В основу произведения легла вторая песнь гомеровской «Илиады» — «Сон Беотия, или Перечень кораблей», где перечисляются все корабли и полководцы, которые отправились на Трою.

Начало стихотворения – слово «бессонница», которое описывает физическое состояние героя. И сразу поэт погружает читателя в древнегреческий миф: «Гомер. Тугие пару…». Бесконечно тянущиеся корабли, как бесконечная ночь, мучающая и не позволяющая заснуть. Образ журавлиного клина только усиливает неспешность и растянутость пространства и времени, которые стремится подчеркнуть Мандельштам. Анализ стихотворения «Бессонница» отражает плавное течение времени и мыслей лирического героя. От описания кораблей он переходит к размышлению о цели древней войны. Огромным воинством движет любовь: «Куда плывете вы? Когда бы не Елена, что Троя вам, ахейские мужи. И море, и Гомер – все движется любовью». Следующая строка возвращает в реальность, в настоящую для лирического героя эпоху: «Кого же слушать мне?
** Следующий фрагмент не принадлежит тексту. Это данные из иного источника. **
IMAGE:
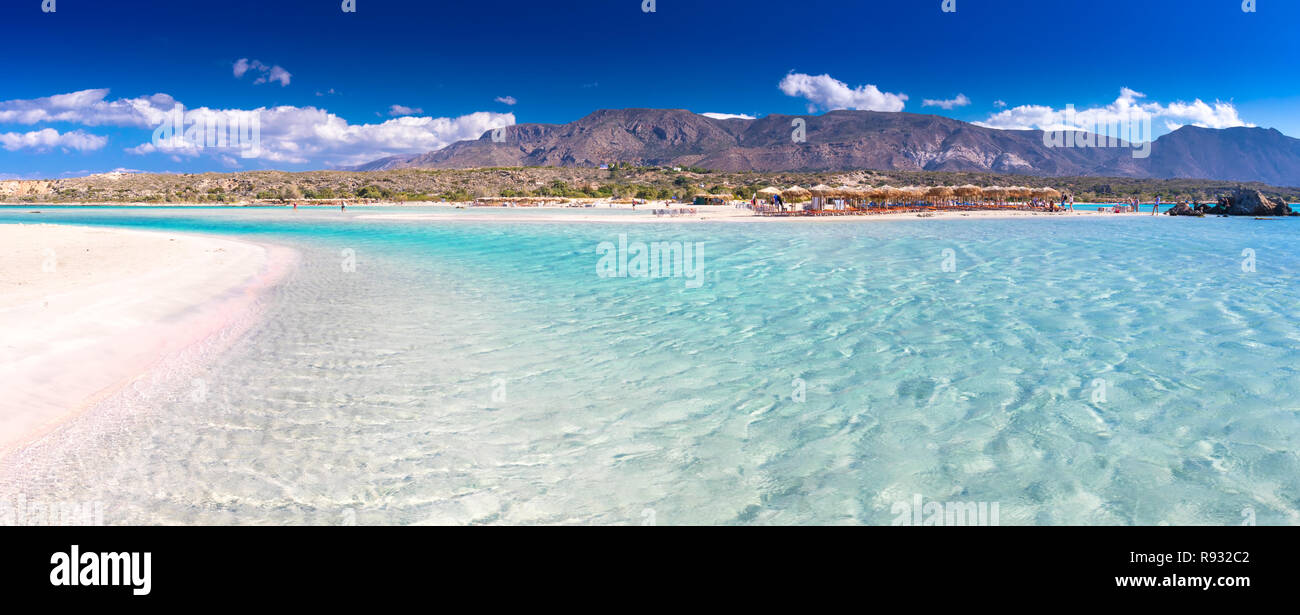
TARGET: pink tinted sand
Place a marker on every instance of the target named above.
(86, 311)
И вот Гомер молчит».

Любовь – вот главная движущая сила, которая остается неизменной с древних времен по сей день, – такое мнение высказал в этом стихотворении Осип Мандельштам.
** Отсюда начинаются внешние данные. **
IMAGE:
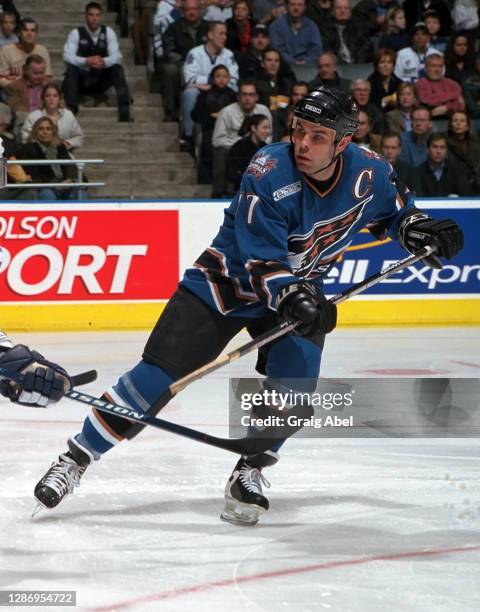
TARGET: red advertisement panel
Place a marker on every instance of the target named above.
(77, 255)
В стихотворении описывается один из пикников на берегу Средиземного моря, на которых Мандельштам был частым гостем во времена учебы в Сорбонне. Это произведение резко выделяется на фоне всего творчества поэта своей радостью, счастьем и беззаботным розовым светом. Поэт выступает романтиком, рисует прекрасную пейзажную картину, наполненную звуками, запахами и яркими красками. Девятнадцатилетний писатель счастлив, он ощущает свободу и безграничность своих возможностей, весь мир открывается перед ним. Поэт открыто высказывает свое мнение, в нем нет страха и боязни навлечь на себя беду (какие появляются в более позднем творчестве).

После возвращения в Россию никогда уже не напишет столь радостных строк Мандельштам. Анализ стихотворения «Вечер нежный» раскрывает жизнерадостную, жаждущую свободы и жизни душу писателя.

Стихотворение «Notre Dame», как и предыдущее, основано на тех впечатлениях, которые оставила о себе учеба во Франции. Мандельштам много путешествовал в этот период и был потрясен видом Собора Парижской Богоматери. Именно этому архитектурному памятнику посвящено стихотворение. Невероятно метафорично и чувственно описывает здание Мандельштам. Анализ стихотворения «Notre Dame» раскрывает красоту собора, сравниваемого с живым существом: «играет мышцами крестовый легкий свод». Поэт испуган и восхищен зрелищем, он проникается красотой и величием строения и постепенно признает его красивейшим в мире.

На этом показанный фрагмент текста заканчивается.